EST sequences are downloaded from dbEST and from the Nucleotide/mRNA division of GenBank (release 011008).
The ParPEST pipeline was used to process EST reads.
Sequence data are pre-processed for I) the detection and the trimming of vector contaminations using NCBI's Vector database (update October 2008) as filtering database and II) for the masking of simple sequence repeats, low complexity sub-sequences and other DNA repeats using RepBase (update October 2008) as filtering database.
After quality checking and vector trimming, EST shearing > of 85% identity over a region longer than 60 nts are grouped into clusters.
Sequences belonging to the same cluster are than assembled into TCs (Tentative Consensus sequences).
Functional annotation is performed both on EST sequences and on TCs to allow checking on annotation consistencies when ESTs sequences are assembled.
Functional annotation is based on the detection of similarities (E-value ≤ 0.001) with proteins by BLAST searches versus the UniProtKB (Release 14.3) database.
Protein identifiers are used to built cross-references to the corresponding external database.
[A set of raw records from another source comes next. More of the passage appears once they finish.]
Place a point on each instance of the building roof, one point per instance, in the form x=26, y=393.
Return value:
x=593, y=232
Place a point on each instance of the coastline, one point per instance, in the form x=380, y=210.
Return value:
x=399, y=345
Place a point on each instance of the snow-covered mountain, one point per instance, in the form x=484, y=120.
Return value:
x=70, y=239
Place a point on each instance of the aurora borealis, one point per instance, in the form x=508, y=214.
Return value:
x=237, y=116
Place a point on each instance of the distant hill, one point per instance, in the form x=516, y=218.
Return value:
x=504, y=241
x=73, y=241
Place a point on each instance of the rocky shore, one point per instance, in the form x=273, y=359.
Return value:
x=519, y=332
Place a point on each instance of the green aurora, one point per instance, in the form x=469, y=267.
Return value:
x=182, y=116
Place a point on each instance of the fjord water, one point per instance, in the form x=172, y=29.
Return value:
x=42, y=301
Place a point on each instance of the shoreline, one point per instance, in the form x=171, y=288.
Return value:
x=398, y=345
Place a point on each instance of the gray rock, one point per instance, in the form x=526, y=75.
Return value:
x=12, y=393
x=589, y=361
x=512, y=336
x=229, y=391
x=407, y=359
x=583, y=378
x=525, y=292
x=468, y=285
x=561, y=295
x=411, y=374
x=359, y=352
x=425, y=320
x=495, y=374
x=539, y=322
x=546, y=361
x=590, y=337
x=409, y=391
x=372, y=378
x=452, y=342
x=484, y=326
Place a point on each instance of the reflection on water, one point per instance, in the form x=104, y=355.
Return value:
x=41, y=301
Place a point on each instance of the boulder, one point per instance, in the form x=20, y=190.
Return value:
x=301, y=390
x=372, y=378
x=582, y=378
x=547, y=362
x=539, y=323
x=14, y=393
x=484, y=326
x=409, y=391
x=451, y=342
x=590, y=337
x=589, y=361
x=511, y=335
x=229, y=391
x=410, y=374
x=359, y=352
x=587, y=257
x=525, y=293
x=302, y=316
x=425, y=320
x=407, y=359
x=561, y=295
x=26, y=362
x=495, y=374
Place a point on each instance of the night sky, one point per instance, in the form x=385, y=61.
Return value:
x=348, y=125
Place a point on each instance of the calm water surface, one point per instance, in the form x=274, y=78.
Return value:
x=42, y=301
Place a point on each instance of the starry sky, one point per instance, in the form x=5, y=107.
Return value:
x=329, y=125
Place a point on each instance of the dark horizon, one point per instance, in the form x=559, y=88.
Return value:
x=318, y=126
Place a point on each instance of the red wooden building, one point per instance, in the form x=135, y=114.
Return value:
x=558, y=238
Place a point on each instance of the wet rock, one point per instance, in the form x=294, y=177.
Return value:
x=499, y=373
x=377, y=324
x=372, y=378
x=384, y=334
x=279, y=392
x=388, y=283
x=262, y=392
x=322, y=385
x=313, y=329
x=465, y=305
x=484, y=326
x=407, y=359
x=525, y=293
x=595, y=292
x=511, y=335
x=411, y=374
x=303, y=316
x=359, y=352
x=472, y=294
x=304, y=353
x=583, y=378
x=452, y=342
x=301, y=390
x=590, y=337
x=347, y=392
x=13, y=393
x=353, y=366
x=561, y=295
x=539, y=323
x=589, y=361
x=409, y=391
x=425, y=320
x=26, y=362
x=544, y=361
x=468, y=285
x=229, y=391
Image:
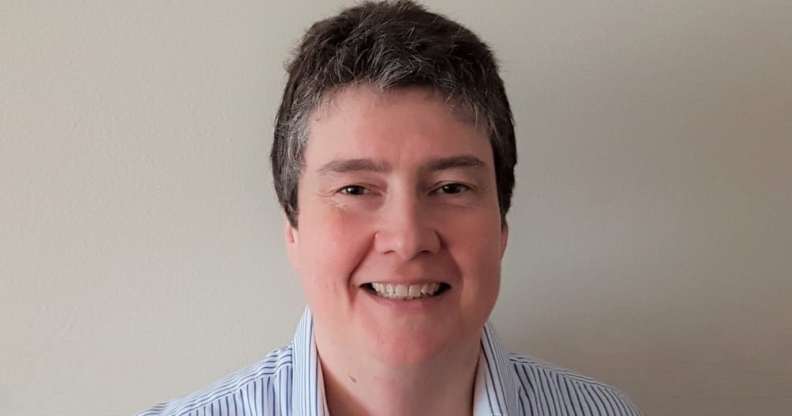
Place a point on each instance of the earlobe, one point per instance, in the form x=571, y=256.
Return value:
x=291, y=237
x=289, y=233
x=504, y=239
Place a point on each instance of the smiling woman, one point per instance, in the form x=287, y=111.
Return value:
x=393, y=159
x=407, y=151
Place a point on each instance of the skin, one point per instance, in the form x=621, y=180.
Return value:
x=397, y=188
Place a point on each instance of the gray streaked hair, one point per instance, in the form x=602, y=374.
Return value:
x=390, y=44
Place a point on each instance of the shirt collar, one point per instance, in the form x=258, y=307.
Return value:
x=495, y=391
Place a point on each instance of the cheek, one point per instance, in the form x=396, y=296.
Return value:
x=331, y=250
x=477, y=250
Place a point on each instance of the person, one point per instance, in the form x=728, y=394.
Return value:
x=393, y=159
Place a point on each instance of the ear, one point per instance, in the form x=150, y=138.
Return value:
x=292, y=238
x=504, y=238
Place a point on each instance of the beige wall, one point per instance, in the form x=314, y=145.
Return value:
x=140, y=253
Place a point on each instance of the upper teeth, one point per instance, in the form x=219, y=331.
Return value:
x=392, y=291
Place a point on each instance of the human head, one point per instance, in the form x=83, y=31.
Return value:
x=391, y=44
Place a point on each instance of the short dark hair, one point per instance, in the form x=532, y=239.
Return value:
x=390, y=44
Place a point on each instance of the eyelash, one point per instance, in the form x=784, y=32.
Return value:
x=360, y=190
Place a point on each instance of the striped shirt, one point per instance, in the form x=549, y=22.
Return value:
x=288, y=382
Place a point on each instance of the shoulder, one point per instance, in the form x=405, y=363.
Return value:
x=547, y=389
x=263, y=388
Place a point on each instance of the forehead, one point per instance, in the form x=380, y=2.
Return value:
x=362, y=121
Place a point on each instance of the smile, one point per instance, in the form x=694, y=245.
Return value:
x=406, y=292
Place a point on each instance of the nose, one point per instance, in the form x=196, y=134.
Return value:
x=406, y=230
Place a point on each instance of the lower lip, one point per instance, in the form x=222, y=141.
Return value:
x=412, y=304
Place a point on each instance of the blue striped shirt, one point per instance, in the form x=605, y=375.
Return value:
x=288, y=382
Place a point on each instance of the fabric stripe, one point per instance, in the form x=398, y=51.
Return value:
x=288, y=382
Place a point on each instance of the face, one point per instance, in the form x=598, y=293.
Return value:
x=399, y=238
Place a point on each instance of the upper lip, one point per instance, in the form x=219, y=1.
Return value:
x=404, y=281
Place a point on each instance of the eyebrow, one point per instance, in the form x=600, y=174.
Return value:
x=369, y=165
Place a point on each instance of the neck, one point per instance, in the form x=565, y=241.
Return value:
x=444, y=385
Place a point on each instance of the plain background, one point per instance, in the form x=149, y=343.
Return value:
x=140, y=240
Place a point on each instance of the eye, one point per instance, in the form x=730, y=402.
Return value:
x=353, y=190
x=452, y=188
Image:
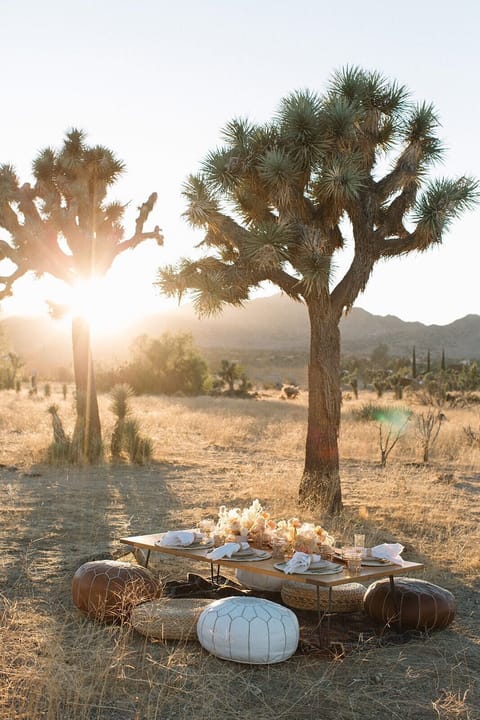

In addition, in case the UniProt identifier is recorded in myGO - a mirror of the Gene Ontology database (update October 2008) - gene ontologies are associated to the transcript.
In the same way, if the UniProt identifier is recorded in myENZYME - a local database that was built by parsing the ENZYME database data file "enzyme.dat" (release 14 October 2008) - a cross-reference to the ENZYME database is provided in order to include information such as the enzyme name and its synonyms, reaction(s), substrate(s) and product(s).
Finally, proteins that are associated to EC number(s) are also hyperlinked to myKEGG - a local satellite database built from KEGG (update October 2008) XML formatted files and the related maps in GIFF format - allowing the mapping of the expressed sequences onto known metabolic pathways.